During the visit of Antonio El Khoury to Heidelberg University in January / February 2012, we came up with a new idea for a motion optimization for the KUKA arm. Instead of generating motions that are e.g. minimized by torques, we could also minimize the linear acceleration of the gripper of the robot. The application of this would be highly dynamical motions, that allow the robot to move a glass of water very quickly without spilling any water.

We formulated an optimal-control problem that minimizes the linear accelerations towards the sides of the glass, but still allows for larger accelerations along the longitudinal axis of a glass. This ensures, that the water stays inside the glass. The formulation allows to specify start- and end-postures for which the connecting trajectories are then optimized. To verify the motions on the KUKA arm, we designed a glass holder for the robot. The glass holder is designed such that the glass is not fixed to the robot, instead the glass can still slip out of the holder, if the end-effector accelerates down the vertical axis too fast. This enforces that the motions fulfil the acceleration constraints also for an empty glass of water.

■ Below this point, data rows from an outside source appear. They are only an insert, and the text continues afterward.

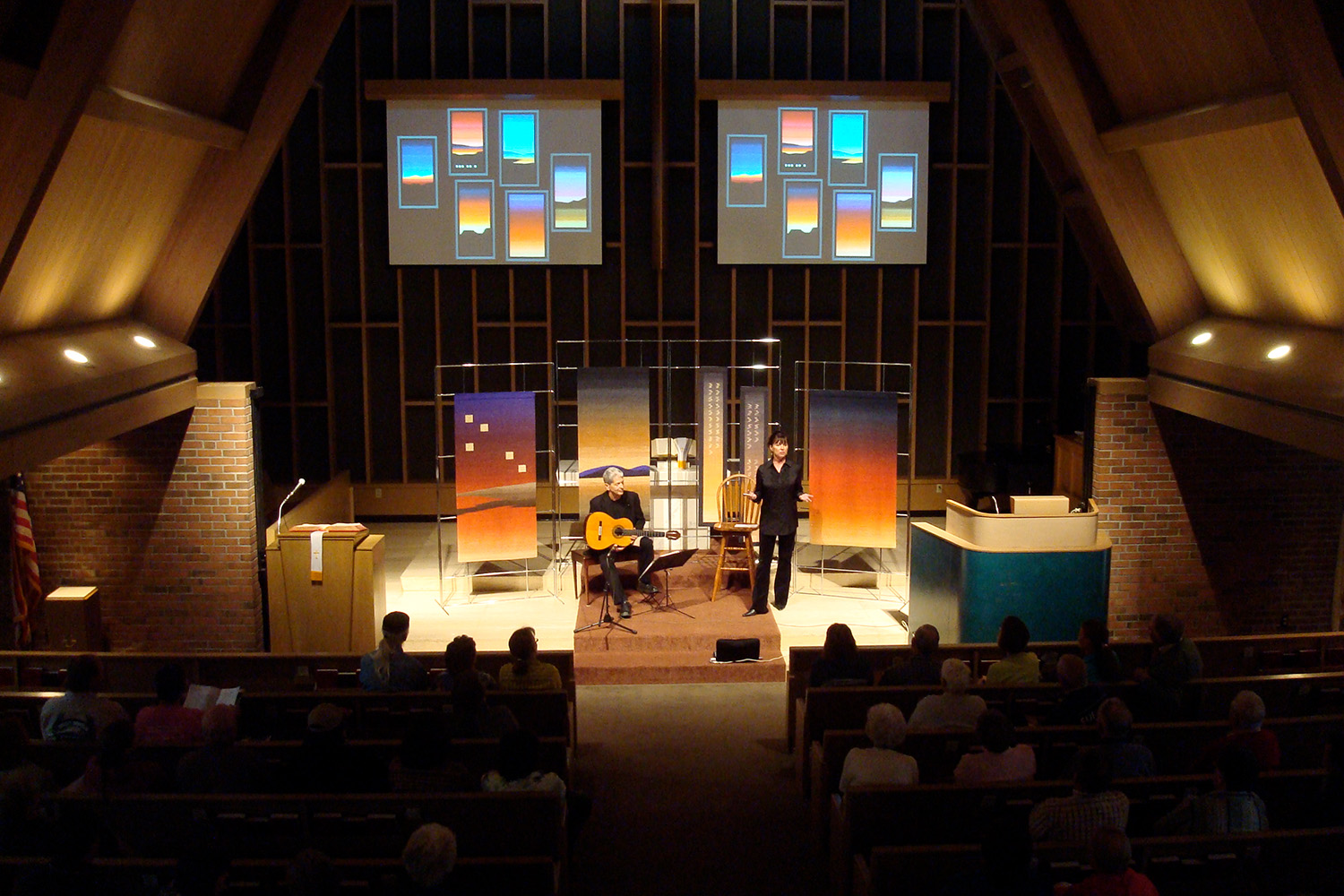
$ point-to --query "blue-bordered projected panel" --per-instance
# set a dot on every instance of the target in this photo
(803, 218)
(854, 214)
(475, 206)
(524, 225)
(518, 150)
(746, 171)
(486, 151)
(417, 164)
(572, 191)
(875, 153)
(468, 152)
(897, 194)
(797, 142)
(849, 150)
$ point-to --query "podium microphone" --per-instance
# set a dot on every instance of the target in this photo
(281, 517)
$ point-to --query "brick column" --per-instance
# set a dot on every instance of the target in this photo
(163, 520)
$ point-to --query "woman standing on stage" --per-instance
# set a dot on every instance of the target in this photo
(779, 489)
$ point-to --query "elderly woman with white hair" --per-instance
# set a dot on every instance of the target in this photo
(953, 710)
(881, 763)
(1245, 716)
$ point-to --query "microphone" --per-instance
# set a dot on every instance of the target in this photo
(281, 517)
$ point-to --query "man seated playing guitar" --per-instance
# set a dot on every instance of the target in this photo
(623, 505)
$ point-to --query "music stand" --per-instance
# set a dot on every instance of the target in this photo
(669, 560)
(605, 619)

As the results of the acceleration minimization formulation were very promising, we decided to further explore in this direction. So far we can generate optimal trajectories, however there is no collision checking or other path planning. Therefore we want to add obstacles that allow us to use path planning methods to compute initial guesses that are then refined by trajectory optimizations subject to acceleration constraints. Using this formulation in the demonstrator would also be a better example for a combination of the two approaches (trajectory optimization and path planning), as neither one of the two would be suficient to generate such motions.

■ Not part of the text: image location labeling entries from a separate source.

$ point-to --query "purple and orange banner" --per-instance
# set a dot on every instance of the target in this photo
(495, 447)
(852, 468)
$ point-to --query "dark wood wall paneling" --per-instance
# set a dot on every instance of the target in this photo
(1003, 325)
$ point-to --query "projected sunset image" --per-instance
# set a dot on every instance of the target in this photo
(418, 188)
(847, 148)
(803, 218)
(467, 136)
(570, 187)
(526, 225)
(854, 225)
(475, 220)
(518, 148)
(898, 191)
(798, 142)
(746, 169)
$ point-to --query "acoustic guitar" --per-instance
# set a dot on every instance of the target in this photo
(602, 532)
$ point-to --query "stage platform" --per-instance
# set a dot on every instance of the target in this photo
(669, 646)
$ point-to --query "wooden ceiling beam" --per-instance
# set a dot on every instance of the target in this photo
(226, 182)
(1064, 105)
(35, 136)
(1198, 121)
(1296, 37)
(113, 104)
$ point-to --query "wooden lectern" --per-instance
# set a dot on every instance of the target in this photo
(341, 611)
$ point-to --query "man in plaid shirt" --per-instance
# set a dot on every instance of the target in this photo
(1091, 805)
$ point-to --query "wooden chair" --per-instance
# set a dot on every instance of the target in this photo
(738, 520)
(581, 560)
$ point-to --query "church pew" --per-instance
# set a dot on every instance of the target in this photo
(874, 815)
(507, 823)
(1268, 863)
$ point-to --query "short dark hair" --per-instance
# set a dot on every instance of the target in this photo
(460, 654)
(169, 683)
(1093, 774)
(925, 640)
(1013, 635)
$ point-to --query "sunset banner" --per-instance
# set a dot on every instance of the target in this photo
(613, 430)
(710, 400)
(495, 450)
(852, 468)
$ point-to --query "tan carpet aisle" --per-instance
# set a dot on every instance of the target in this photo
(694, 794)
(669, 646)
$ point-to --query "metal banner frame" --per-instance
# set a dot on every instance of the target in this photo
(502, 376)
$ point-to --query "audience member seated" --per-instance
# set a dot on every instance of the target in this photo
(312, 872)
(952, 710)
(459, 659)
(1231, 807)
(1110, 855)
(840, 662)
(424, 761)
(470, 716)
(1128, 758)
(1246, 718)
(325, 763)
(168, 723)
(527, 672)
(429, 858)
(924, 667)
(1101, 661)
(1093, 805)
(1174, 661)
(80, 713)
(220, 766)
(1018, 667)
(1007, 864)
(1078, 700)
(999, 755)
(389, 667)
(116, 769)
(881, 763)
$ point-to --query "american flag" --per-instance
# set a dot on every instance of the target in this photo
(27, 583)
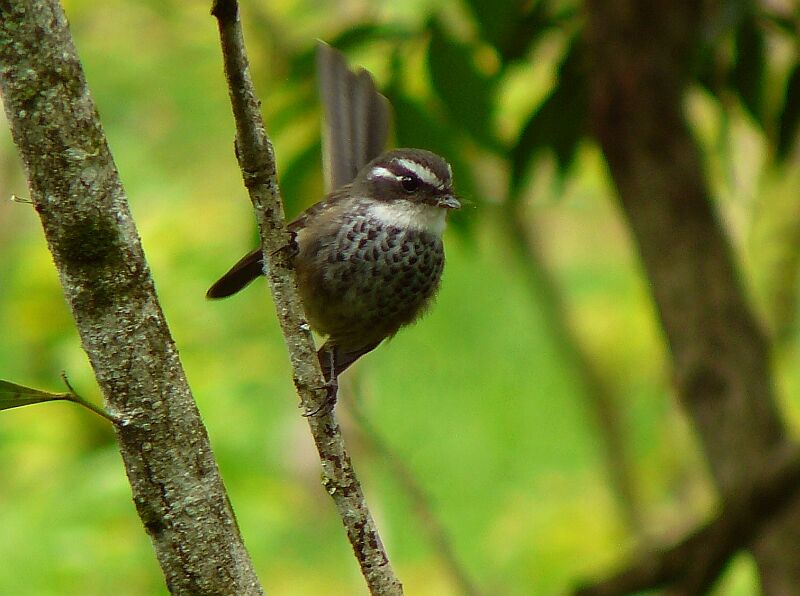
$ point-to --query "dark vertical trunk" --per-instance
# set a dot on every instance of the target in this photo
(642, 53)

At LAAS-CNRS the last two months were dedicated to using the MUSCOD-II optimization solver to generate minimum-jerk constrained trajectories. We settled for a minimum-jerk optimization problem where the jerk is the control input of the problem. This allows us to generate smooth motion on the HRP-2 robot, and to compute the objective function without requiring any heavy computation since it directly relates to the controls. The trajectory time is assumed to be fixed for the moment but we plan to minimize as a next step. We set the controls to be piecewise linear functions of time, and we integrate them 3 times to obtain the robot state, namely the configuration, speed and acceleration.

In order to generate a feasible motion on the HRP-2 robot, a certain number of constraints needs to be verified. In our case, we plan to optimize a motion where the robot does not step, and support foot or feet need to be at a fixed position during the whole motion. Apart from the robot dynamics, we thus add a 6D position constraint for one foot (in single support).

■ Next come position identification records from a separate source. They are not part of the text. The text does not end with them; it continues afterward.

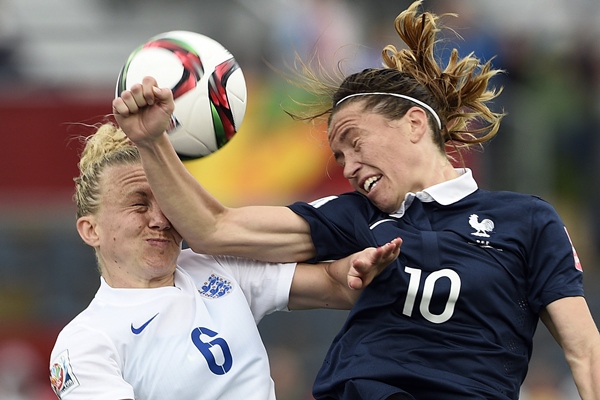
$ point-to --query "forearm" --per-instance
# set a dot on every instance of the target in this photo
(192, 210)
(322, 285)
(260, 232)
(586, 373)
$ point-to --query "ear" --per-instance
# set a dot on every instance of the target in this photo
(419, 124)
(87, 229)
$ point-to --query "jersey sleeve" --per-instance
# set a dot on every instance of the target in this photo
(554, 268)
(339, 225)
(84, 365)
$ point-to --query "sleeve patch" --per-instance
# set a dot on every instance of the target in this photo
(578, 265)
(62, 378)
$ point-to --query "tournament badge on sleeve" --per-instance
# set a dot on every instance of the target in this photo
(62, 378)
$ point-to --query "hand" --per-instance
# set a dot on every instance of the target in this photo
(367, 264)
(144, 112)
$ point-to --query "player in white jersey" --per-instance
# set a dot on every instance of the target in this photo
(173, 324)
(455, 317)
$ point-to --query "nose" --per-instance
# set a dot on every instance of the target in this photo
(158, 220)
(351, 168)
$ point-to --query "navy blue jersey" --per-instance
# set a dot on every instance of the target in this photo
(454, 316)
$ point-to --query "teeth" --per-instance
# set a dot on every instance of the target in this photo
(370, 183)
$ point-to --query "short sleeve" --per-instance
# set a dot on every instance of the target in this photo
(339, 225)
(554, 269)
(84, 365)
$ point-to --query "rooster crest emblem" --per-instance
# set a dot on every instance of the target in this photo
(481, 228)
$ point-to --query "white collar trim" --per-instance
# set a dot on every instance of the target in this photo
(444, 193)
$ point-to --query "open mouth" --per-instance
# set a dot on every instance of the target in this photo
(371, 183)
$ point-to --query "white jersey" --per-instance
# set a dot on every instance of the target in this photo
(196, 340)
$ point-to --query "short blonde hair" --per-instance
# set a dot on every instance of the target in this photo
(106, 147)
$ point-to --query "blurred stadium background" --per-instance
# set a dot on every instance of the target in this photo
(59, 60)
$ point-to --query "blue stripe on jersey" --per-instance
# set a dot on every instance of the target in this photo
(455, 315)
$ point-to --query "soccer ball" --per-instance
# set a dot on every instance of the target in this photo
(207, 83)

Furthermore, we need to make sure we are simulating correctly the robot motion. From the robot state, we use inverse dynamics to compute the actuator torques on all joints, including on the free-floating base. But by definition this base is not actuated, so we add an additional 6-dimensional constraint to make sure the 6 free-floating joint torques are equal to zero. This can be only achieved by adding 6 controls that represent the spatial external force (3 linear forces and 3 torques) on the support foot. In the particular case of a quasistatic motion, the spatial force norm is equal to the robot weight and oriented vertically upwards. Finally joint angular and speed limit constraints are added to the problem, and we plan to add actuator torque limits.

If we want to find a trajectory connecting a start and a goal configurations in a reasonable time, it is recommended giving the optimization solver an initial guess that is not too far away from the solution. This can be achieved by using constrained motion planners. They allow to find a geometrical path connecting the two configurations while staying on a submanifold of the configuration space. In our case the submanifold is defined by the fixed support foot position and the quasi-static balance of the robot.

Furthermore, in the case of an unconstrained problem, the minimum-jerk trajectory between two configurations can be analytically derived for a fixed time without any computational overhead. We feed this very good initial guess to the solver that converges much faster than in the case of other trajectories.